Я, по-моему, говорил тебе, что только благодаря ей мне удалось вырваться из Советов.
Стоило копнуть мою родословную, с её старой, дониконовской верой, меня бы, наоборот, в Сибирь надо было упечь. У Оли нашлась добрая рука, которая не дрогнула выправить мне визу, и, наверное, на это ушло немало средств. Так или иначе, мне приходилось считаться с этим.
Иногда её вмешательство помогало, но в целом я считаю, что отойти мне от живописи и заняться рекламаторством – это всё от неё. И дальше это продолжалось.
Почему-то даже в лучшую пору нам не хватало денег. Я не скряжничал, отдавал почти всё ей, чтобы она могла и наши немалые расходы покрывать, и отсылать своим родным и родне, которой в её Питере и вокруг него почему-то что ни год, всё прибавлялось. Как-то даже взбунтовался, сказал, что устал работать на них, возьму и снова махну на родину, хотя ввиду моей неявки туда из первой поездки возврат обратно, то есть сюда, за границу, становился бы для меня уже невозможным. Я был бы невыездным навеки. Оля как раз этим меня тогда осадила, и я больше не возникал.
Вижу теперь: попался как бы в сеть. Ну да ладно, а то я, кажется, берусь очернять. Сам-то хорош.

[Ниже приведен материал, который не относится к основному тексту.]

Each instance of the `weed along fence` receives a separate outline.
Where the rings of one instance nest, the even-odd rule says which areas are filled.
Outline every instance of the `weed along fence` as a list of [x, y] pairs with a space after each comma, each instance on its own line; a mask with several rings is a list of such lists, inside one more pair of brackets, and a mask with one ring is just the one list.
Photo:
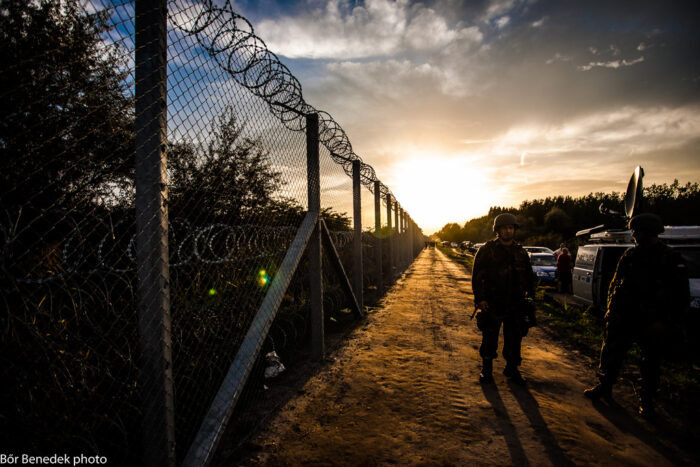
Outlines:
[[0, 9], [3, 452], [206, 464], [420, 229], [229, 2]]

Пожалуйста, если доведётся навестить её, не суди её излишне строго.
Знаешь, Ле, ума не приложу, как же всё-таки вышло, что после моей первой художки мы уже ни разу не увиделись. А лет-то сколько пронеслось! Жалею об этом страшно. Возможностей, казалось бы, хватало и у меня, и у тебя, ты ведь говорил, что тоже занимался делами, связанными с заграницей, и за границей не раз бывал. Увлеклись, брат, суетой.

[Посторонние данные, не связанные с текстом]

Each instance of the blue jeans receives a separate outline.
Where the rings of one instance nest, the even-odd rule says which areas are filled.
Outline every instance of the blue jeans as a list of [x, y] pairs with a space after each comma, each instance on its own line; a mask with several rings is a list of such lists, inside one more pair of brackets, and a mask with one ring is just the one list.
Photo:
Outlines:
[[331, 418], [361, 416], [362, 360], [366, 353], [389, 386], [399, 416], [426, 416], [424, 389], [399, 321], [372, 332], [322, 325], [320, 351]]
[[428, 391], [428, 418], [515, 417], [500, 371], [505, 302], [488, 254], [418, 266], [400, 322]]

Взять бы, бросить всё, ну хоть на денёк-два, хоть один раз, всё бы наша общая разлука поделилась бы надвое, и её вторая, последняя часть была бы уже чем-то вроде половины. Нет, не судьба. Глядишь, не произошло бы чехарды и со мной. Тёмное, дремучее – штука пресерьёзнейшая. Если я с собой не справился, то, значит, и во мне тёмного, дремучего с самого начала было достаточно. Вот оно и толкало…
Что я говорю, будто о моём маразме ты узнаешь когда-нибудь? Нет, конечно, не то. Радиостанция, это, кажется, была «Свобода», уже слегка прошлась по мне, правда, я не слышал на русском языке, и подавалось сообщение как некая мимолётная, забавная сплетня, даже мою фамилию переврали, получилось, будто я и не русский и даже не из России. Теперь вот скоро, когда меня будут судить, тут уж всё выплеснут до капли. Но в этом письме, как я уже сказал, я так и не решаюсь обозначить мой самый грязный поступок, то есть, может быть, опять уместно повторить: череду грязных поступков. Нет, не скажу об этом больше ни слова, а если, бы сказал, то сейчас бы и пошёл кончать себя.

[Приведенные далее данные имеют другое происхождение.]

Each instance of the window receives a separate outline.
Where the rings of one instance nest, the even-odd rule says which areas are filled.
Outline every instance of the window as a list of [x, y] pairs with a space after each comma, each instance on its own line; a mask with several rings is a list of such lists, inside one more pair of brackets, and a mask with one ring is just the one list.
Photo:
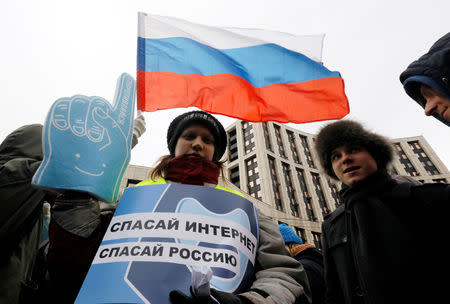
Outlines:
[[302, 169], [296, 168], [297, 170], [297, 178], [300, 183], [300, 188], [302, 189], [303, 201], [306, 206], [306, 214], [310, 221], [317, 221], [316, 216], [314, 215], [314, 210], [311, 202], [311, 195], [309, 195], [308, 187], [306, 186], [305, 180], [305, 172]]
[[272, 150], [272, 142], [270, 140], [270, 133], [269, 133], [269, 126], [267, 125], [267, 122], [263, 122], [263, 130], [264, 130], [264, 140], [266, 142], [266, 149], [270, 152], [273, 152]]
[[434, 183], [443, 183], [443, 184], [447, 183], [445, 178], [436, 178], [436, 179], [433, 179], [433, 182]]
[[236, 160], [238, 158], [238, 147], [237, 147], [237, 137], [236, 137], [236, 129], [231, 130], [228, 133], [230, 137], [229, 141], [229, 150], [230, 150], [230, 162]]
[[322, 215], [325, 216], [330, 213], [330, 209], [327, 206], [327, 201], [325, 200], [325, 195], [322, 191], [322, 185], [320, 184], [320, 176], [317, 173], [312, 173], [312, 180], [314, 184], [314, 188], [316, 190], [317, 197], [319, 198], [320, 209], [322, 209]]
[[341, 198], [339, 197], [339, 191], [335, 184], [330, 182], [328, 179], [327, 179], [327, 182], [328, 182], [328, 186], [330, 187], [330, 190], [331, 190], [331, 196], [334, 199], [334, 206], [337, 208], [337, 207], [339, 207], [340, 204], [342, 204]]
[[273, 125], [275, 130], [275, 136], [277, 138], [278, 151], [280, 152], [280, 156], [286, 158], [286, 152], [284, 151], [283, 139], [281, 138], [281, 129], [280, 126]]
[[289, 205], [291, 207], [291, 214], [298, 217], [298, 203], [295, 199], [295, 189], [294, 185], [292, 184], [291, 169], [286, 163], [282, 163], [282, 167], [284, 181], [286, 182], [286, 190], [289, 198]]
[[419, 173], [416, 171], [414, 166], [409, 161], [408, 156], [406, 156], [405, 151], [403, 151], [402, 149], [402, 146], [399, 143], [395, 143], [394, 146], [400, 158], [400, 163], [403, 165], [403, 168], [405, 169], [406, 173], [408, 173], [408, 175], [410, 176], [418, 176]]
[[256, 157], [247, 159], [245, 165], [247, 166], [248, 193], [254, 198], [261, 200], [261, 181], [259, 179]]
[[303, 150], [305, 151], [306, 161], [308, 162], [308, 166], [311, 168], [315, 168], [314, 161], [311, 155], [311, 150], [309, 149], [308, 139], [304, 135], [299, 135], [300, 140], [302, 141]]
[[252, 152], [256, 149], [255, 145], [255, 136], [253, 134], [253, 126], [247, 122], [242, 122], [242, 133], [244, 136], [244, 147], [245, 147], [245, 154]]
[[271, 156], [269, 156], [268, 158], [269, 158], [270, 177], [272, 179], [272, 189], [273, 189], [275, 208], [277, 208], [277, 210], [282, 211], [283, 204], [281, 201], [280, 183], [278, 182], [278, 178], [277, 178], [277, 169], [275, 166], [275, 159]]
[[297, 235], [302, 238], [303, 243], [307, 243], [305, 229], [294, 226], [294, 230], [295, 233], [297, 233]]
[[230, 181], [235, 185], [236, 187], [241, 187], [241, 180], [239, 176], [239, 166], [236, 166], [232, 169], [230, 169]]
[[423, 150], [422, 146], [419, 144], [419, 141], [409, 141], [409, 146], [411, 147], [414, 154], [417, 155], [417, 158], [419, 159], [420, 163], [423, 165], [424, 169], [427, 171], [430, 175], [438, 175], [440, 174], [439, 170], [436, 168], [436, 166], [431, 162], [428, 155]]
[[316, 248], [319, 250], [322, 250], [322, 241], [321, 239], [321, 234], [319, 232], [311, 232], [311, 234], [313, 235], [314, 238], [314, 245], [316, 245]]
[[288, 139], [289, 139], [289, 146], [291, 147], [292, 152], [292, 158], [294, 159], [294, 162], [297, 164], [301, 164], [300, 157], [298, 156], [297, 147], [295, 146], [295, 135], [291, 131], [286, 131]]
[[142, 182], [142, 181], [141, 180], [137, 180], [137, 179], [128, 179], [127, 180], [127, 188], [134, 187], [137, 184], [139, 184], [140, 182]]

Суд обязательно должен пройти хотя бы для того, чтобы, как мне представляется, всего только один ты, исключительно ты, как главный свидетель моей драмы и единственный, кто может её до конца понять, не подумал, будто я, как потерявший ум, возвожу на себя напраслину. Нет, всё будет с доказательствами, с протоколами, никаких сомнений в моей подлости не останется ни у тебя, ни у кого.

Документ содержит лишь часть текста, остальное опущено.